First, voice is converted by an ATA (Analog Telephone Adapter) or IP phone, from an analog signal to a digital signal. It is then sent over the Internet in data packets to a location that will be close to the destination. Then it will be converted back to an analog signal for the remaining distance over a traditional circuit switch (PSTN) (unless it is VoIP to VoIP). Your call can be received by traditional telephones worldwide, as well as other VoIP users. VoIP to VoIP calls can travel entirely over the Internet. Since your voice is changed to digital (so that it can travel over the Internet), other great features such as voice messages to email, call forwarding, logs of incoming and outgoing calls, caller ID, etc., can be included in your basic calling plan all for one low price. Many of these special features are great for the small business person who relies on their phone service to be more a information center rather than just a telephone.
SIP trunks are telephone line trunks delivered over IP using the SIP protocol. Using this standard protocol, telecom service (VoIP) providers connect one or more channels to the customer’s PBX. Phone numbers and DIDs are linked to the SIP trunk. In many cases numbers can be ported to the SIP trunk.

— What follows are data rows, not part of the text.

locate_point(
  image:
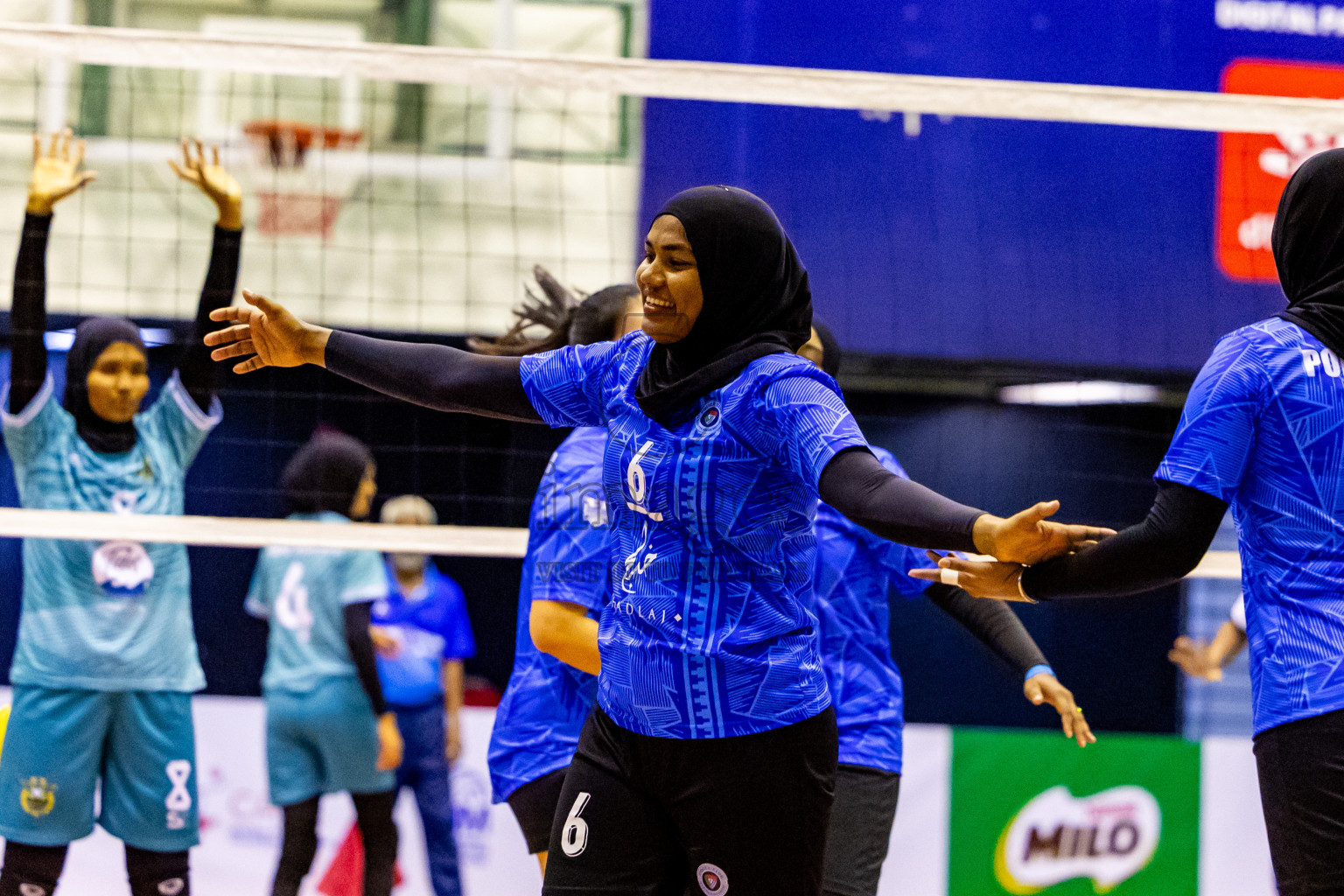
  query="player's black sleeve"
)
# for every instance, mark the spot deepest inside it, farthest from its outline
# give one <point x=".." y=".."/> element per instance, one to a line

One of the latest spin offs of business telecom technology is the Hosted PBX. This technology allows small and medium-sized businesses to have a sophisticated telephone system without the investment in telephone equipment. In fact, the entire telephone system is operated and maintained by your Voice-over-IP (VoIP) service provider. A Hosted PBX lets employees work from their home, a hotel or on their cell phone while still being connected to the same office telephone system. Just like a Fortune 500 telephone system, you can transfer callers, put them on hold with music, set up conference calls or have the phone answered by an automated attendant who can direct callers to different departments.